Rebuilding on a Contemplative Foundation
Revolutionary Contemplation
Tuesday, July 11, 2017
Today, we continue Archbishop Rowan Williams’ address to the Synod of Bishops in Rome in 2012.
[Contemplation] is very far from being just one kind of thing that Christians do: it is the key to prayer, liturgy, art and ethics, the key to the essence of a renewed humanity that is capable of seeing the world and other subjects in the world with freedom—freedom from self-oriented, acquisitive habits and the distorted understanding that come from them. To put it boldly, contemplation is the only ultimate answer to the unreal and insane world that our financial systems and our advertising culture and our chaotic and unexamined emotions encourage us to inhabit. To learn contemplative prayer is to learn what we need so as to live truthfully and honestly and lovingly. It is a deeply revolutionary matter. [1]

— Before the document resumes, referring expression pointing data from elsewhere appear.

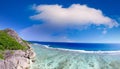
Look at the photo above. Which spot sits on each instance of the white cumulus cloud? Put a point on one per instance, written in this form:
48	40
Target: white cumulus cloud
75	14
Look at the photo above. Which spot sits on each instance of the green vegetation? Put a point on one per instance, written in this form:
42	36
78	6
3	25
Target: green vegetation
9	43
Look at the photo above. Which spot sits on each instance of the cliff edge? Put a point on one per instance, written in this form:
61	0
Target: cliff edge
15	53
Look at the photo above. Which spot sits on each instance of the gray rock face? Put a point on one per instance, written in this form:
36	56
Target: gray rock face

. . . [We] have to be very careful in our evangelization not simply to persuade people to apply to God and the life of the spirit all the longings for drama, excitement and self-congratulation that we so often indulge in our daily lives. . . . [Responding] in a life-giving way to what the Gospel requires of us means a transforming of our whole self, our feelings and thoughts and imaginings. To be converted to the faith does not mean simply acquiring a new set of beliefs, but becoming a new person, a person in communion with God and others through Jesus Christ. [2]

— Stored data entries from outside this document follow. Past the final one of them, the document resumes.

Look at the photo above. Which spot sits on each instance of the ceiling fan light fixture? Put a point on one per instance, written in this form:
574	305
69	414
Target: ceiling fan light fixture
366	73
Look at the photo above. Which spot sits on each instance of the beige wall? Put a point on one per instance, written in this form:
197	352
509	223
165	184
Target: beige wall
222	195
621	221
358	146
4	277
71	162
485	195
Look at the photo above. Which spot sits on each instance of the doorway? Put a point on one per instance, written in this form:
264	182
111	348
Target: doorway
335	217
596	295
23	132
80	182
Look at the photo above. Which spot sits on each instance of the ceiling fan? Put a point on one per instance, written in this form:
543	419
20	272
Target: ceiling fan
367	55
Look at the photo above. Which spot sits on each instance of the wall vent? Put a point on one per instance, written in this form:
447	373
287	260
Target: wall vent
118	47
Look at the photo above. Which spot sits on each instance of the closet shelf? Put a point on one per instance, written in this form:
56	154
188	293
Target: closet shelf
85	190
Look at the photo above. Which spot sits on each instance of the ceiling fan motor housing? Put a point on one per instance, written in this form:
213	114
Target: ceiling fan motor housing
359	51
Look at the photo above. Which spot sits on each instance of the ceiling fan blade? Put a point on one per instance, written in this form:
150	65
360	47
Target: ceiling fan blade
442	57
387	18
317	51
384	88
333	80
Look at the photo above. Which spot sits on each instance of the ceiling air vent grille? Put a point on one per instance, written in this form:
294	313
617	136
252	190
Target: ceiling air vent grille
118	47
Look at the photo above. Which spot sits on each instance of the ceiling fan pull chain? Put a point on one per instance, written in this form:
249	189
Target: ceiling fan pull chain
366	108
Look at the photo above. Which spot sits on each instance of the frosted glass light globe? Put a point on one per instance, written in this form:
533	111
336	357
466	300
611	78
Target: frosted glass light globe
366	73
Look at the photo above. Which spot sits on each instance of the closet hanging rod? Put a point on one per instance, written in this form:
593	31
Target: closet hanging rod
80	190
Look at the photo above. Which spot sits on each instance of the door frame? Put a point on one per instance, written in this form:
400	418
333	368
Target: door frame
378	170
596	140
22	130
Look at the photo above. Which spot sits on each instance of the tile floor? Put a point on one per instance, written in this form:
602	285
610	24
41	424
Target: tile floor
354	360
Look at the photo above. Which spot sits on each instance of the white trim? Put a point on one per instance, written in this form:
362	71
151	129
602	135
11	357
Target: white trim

Contemplation is an intrinsic element in this transforming process. To learn to look to God without regard to my own instant satisfaction, to learn to scrutinize and to relativise the cravings and fantasies that arise in me—this is to allow God to be God, and thus to allow the prayer of Christ, God’s own relation to God, to come alive in me. Invoking the Holy Spirit is a matter of asking the third person of the Trinity to enter my spirit and bring the clarity I need to see where I am in slavery to cravings and fantasies and to give me patience and stillness as God’s light and love penetrate my inner life. Only as this begins to happen will I be delivered from treating the gifts of God as yet another set of things I may acquire to make me happy, or to dominate other people. And as this process unfolds, I become more free—to borrow a phrase of St. Augustine—to “love human beings in a human way,” [3] to love them not for what they may promise me, to love them not as if they were there to provide me with lasting safety and comfort, but as fragile fellow-creatures held in the love of God. I discover (as we noted earlier) how to see other persons and things for what they are in relation to God, not to me. And it is here that true justice as well as true love has its roots. [4]

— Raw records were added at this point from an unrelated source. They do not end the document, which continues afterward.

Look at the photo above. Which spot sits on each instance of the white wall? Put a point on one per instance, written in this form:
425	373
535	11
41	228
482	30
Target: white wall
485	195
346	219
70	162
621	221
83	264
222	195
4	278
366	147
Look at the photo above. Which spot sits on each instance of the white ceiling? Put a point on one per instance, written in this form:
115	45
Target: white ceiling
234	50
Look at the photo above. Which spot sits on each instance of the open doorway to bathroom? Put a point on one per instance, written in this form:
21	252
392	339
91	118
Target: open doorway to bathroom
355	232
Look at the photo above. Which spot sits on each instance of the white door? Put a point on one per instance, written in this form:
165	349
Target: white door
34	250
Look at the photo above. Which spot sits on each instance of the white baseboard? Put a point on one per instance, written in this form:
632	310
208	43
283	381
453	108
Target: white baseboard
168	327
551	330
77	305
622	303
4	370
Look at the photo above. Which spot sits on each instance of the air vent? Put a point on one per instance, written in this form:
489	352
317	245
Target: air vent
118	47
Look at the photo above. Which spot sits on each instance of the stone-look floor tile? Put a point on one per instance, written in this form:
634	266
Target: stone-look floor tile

Paradoxically, personal fulfillment means abandoning ourselves and putting others first. It means moving beyond wanting to be loved and moving into becoming lovers. It means growing past our need for things and discovering happiness in giving things away—even giving ourselves away, as Jesus did. [5]
Gateway to Silence:
Build on the positive; build on love.
References:
[1] Rowan Williams, “The Archbishop of Canterbury’s Address
to the Thirteenth Ordinary General Assembly of the Synod of Bishops
on The New Evangelization for the Transmission of the Christian Faith,” 8, emphasis mine, http://rowanwilliams.archbishopofcanterbury.org/articles.php/2645/archbishops-address-to-the-synod-of-bishops-in-rome.
[2] Ibid., 9.
[3] Augustine, Confessions IV.7.
[4] Williams, 10.
[5] Richard Rohr, Why Be Catholic? Understanding Our Experience and Tradition (Franciscan Media: 1989), 16.